That can be a possible improvement in how we are estimating the the runnable.
I'm going to make some trials to see the impact on the estimation

>   *
> - *   d(runnable_avg) += se->avg.load_avg / se->load.weight
> - *                                                                (5)
> - *   ge->avg.load_avg += ge->load.weight * d(runnable_avg)
>   */
>
>  static inline void
> @@ -3478,6 +3479,14 @@ update_tg_cfs_util(struct cfs_rq *cfs_rq
>         if (!delta)
>                 return;
>
> +       /*
> +        * The relation between sum and avg is:
> +        *
> +        *   LOAD_AVG_MAX - 1024 + sa->period_contrib
> +        *
> +        * however, the PELT windows are not aligned between grq and gse.
> +        */
> +
>         /* Set new sched_entity's utilization */
>         se->avg.util_avg = gcfs_rq->avg.util_avg;
>         se->avg.util_sum = se->avg.util_avg * LOAD_AVG_MAX;
> @@ -3490,33 +3499,65 @@ update_tg_cfs_util(struct cfs_rq *cfs_rq
>  static inline void
>  update_tg_cfs_runnable(struct cfs_rq *cfs_rq, struct sched_entity *se, struct cfs_rq *gcfs_rq)
>  {
> -       long runnable_sum = gcfs_rq->prop_runnable_sum;
> -       long runnable_load_avg, load_avg;
> -       s64 runnable_load_sum, load_sum;
> +       long delta_avg, running_sum, runnable_sum = gcfs_rq->prop_runnable_sum;
> +       unsigned long runnable_load_avg, load_avg;
> +       u64 runnable_load_sum, load_sum = 0;
> +       s64 delta_sum;
>
>         if (!runnable_sum)
>                 return;
>
>         gcfs_rq->prop_runnable_sum = 0;
>
> +       if (runnable_sum >= 0) {
> +               /*
> +                * Add runnable; clip at LOAD_AVG_MAX. Reflects that until
> +                * the CPU is saturated running == runnable.
> +                */
> +               runnable_sum += se->avg.load_sum;
> +               runnable_sum = min(runnable_sum, (long)LOAD_AVG_MAX);
> +       } else {
> +               /*
> +                * Estimate the departing task's runnable by assuming all tasks
> +                * are equally runnable.
> +                *
> +                * XXX: doesn't deal with multiple departures?

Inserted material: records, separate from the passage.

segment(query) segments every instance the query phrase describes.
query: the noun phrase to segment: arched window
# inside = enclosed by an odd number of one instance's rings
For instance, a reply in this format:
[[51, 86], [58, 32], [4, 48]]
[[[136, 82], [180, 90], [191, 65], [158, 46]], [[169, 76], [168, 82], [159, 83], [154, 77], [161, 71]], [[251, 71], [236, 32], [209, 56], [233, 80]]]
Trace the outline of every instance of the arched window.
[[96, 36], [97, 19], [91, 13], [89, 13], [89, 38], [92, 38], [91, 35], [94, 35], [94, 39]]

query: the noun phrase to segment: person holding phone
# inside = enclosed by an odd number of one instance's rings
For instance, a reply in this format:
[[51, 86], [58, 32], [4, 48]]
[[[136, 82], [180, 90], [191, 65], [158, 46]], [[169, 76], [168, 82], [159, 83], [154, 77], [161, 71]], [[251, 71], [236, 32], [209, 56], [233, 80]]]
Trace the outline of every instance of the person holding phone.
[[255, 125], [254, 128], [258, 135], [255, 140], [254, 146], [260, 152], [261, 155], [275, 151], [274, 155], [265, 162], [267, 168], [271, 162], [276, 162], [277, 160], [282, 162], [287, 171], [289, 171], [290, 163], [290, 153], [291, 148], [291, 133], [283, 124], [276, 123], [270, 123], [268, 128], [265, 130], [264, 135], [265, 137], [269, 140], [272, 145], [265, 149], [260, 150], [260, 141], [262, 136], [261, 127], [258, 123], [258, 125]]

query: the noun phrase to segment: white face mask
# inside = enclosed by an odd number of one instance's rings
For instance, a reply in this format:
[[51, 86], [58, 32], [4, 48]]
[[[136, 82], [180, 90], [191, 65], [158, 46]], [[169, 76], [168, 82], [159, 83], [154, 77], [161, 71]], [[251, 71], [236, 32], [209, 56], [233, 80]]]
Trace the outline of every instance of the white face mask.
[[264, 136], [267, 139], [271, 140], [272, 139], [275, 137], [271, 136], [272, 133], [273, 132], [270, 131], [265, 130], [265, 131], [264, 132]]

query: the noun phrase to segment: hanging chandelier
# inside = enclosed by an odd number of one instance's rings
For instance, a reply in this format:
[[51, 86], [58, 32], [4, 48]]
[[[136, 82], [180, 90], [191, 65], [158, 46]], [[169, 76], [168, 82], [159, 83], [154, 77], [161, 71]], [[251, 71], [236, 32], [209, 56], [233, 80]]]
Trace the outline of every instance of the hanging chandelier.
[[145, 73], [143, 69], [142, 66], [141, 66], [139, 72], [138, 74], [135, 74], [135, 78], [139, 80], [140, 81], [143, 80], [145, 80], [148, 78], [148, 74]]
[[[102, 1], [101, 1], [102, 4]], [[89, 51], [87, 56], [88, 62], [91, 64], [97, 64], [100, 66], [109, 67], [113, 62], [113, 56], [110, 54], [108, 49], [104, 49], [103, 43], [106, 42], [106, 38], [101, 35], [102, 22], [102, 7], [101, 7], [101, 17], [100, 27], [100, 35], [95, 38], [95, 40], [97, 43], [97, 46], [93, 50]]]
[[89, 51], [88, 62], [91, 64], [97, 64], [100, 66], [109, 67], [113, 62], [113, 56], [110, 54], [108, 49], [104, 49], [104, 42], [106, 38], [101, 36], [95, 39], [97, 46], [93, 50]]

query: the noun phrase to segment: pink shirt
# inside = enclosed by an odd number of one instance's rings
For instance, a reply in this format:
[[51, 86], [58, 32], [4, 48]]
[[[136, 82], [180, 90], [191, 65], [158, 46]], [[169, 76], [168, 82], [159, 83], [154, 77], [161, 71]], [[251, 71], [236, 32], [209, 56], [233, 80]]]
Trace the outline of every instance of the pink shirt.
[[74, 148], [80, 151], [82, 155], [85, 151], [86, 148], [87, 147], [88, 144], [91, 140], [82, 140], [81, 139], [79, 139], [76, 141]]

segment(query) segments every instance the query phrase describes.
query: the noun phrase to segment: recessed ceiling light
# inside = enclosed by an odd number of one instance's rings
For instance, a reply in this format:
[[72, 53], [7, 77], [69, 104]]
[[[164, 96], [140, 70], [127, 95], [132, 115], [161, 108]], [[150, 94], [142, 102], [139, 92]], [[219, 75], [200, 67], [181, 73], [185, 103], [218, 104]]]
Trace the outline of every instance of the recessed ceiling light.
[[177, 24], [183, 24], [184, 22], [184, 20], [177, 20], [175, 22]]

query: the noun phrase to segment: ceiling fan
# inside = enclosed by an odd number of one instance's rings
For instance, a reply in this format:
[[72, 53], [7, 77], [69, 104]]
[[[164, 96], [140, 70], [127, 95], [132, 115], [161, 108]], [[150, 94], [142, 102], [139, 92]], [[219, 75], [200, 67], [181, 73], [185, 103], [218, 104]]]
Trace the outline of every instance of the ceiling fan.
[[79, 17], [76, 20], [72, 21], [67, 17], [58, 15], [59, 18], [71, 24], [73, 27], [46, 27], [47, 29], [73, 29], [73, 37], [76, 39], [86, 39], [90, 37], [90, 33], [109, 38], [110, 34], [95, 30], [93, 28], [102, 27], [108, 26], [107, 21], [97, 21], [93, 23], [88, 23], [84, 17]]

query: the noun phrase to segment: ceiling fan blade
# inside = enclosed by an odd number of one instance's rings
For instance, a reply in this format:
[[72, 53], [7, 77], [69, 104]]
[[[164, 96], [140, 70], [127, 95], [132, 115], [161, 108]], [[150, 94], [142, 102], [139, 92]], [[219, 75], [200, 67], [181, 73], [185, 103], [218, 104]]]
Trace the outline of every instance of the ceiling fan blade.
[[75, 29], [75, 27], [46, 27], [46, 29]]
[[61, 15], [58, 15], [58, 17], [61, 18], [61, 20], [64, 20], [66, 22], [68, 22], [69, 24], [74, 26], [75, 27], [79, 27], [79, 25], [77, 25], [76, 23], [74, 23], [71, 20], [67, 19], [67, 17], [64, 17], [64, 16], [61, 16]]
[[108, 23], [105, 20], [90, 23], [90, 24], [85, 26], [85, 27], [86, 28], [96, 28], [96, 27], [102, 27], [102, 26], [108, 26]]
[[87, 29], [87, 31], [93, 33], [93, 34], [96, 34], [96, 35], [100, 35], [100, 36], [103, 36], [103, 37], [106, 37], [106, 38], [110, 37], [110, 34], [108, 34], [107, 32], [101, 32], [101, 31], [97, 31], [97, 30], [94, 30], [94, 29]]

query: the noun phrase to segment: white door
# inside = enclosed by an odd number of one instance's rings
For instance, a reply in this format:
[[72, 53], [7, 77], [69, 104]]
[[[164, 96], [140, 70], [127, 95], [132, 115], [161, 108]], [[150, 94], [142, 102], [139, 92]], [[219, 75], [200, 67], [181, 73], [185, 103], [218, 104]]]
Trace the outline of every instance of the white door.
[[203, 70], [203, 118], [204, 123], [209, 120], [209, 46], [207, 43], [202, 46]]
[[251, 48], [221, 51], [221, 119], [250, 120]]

Why this would not deal with multiple departures ?
we are using gcfs_rq->avg.load_sum that reflects the new state of the
gcfs_rq to evaluate the runnable_sum

> +                */
> +               if (scale_load_down(gcfs_rq->load.weight)) {
> +                       load_sum = div_s64(gcfs_rq->avg.load_sum,
> +                               scale_load_down(gcfs_rq->load.weight));
> +               }
> +
> +               /* But make sure to not inflate se's runnable */
> +               runnable_sum = min(se->avg.load_sum, load_sum);
> +       }
> +
> +       /* runnable_sum can't be lower than running_sum */
> +       running_sum = se->avg.util_sum >> SCHED_CAPACITY_SHIFT; /* XXX ? */

running_sum is scaled by cpu's capacity but not load_sum

I have made the shortcut of using SCHED_CAPACITY_SHIFT for capacity
but we might better use arch_scale_cpu_capacity(NULL, cpu) instead

> +       runnable_sum = max(runnable_sum, running_sum);
> +
>         load_sum = (s64)se_weight(se) * runnable_sum;
>         load_avg = div_s64(load_sum, LOAD_AVG_MAX);
>
> -       add_positive(&se->avg.load_sum, runnable_sum);
> -       add_positive(&se->avg.load_avg, load_avg);
> +       delta_sum = load_sum - (s64)se_weight(se) * se->avg.load_sum;
> +       delta_avg = load_avg - se->avg.load_avg;
>
> -       add_positive(&cfs_rq->avg.load_avg, load_avg);
> -       add_positive(&cfs_rq->avg.load_sum, load_sum);
> +       se->avg.load_sum = runnable_sum;
> +       se->avg.load_avg = load_avg;
> +       add_positive(&cfs_rq->avg.load_avg, delta_avg);
> +       add_positive(&cfs_rq->avg.load_sum, delta_sum);
>
>         runnable_load_sum = (s64)se_runnable(se) * runnable_sum;
>         runnable_load_avg = div_s64(runnable_load_sum, LOAD_AVG_MAX);
> +       delta_sum = runnable_load_sum - se_weight(se) * se->avg.runnable_load_sum;
> +       delta_avg = runnable_load_avg - se->avg.runnable_load_avg;
>
> -       add_positive(&se->avg.runnable_load_sum, runnable_sum);
> -       add_positive(&se->avg.runnable_load_avg, runnable_load_avg);
> +       se->avg.runnable_load_sum = runnable_sum;
> +       se->avg.runnable_load_avg = runnable_load_avg;
>
>         if (se->on_rq) {
> -               add_positive(&cfs_rq->avg.runnable_load_avg, runnable_load_avg);
> -               add_positive(&cfs_rq->avg.runnable_load_sum, runnable_load_sum);
> +               add_positive(&cfs_rq->avg.runnable_load_avg, delta_avg);
> +               add_positive(&cfs_rq->avg.runnable_load_sum, delta_sum);
>         }
>  }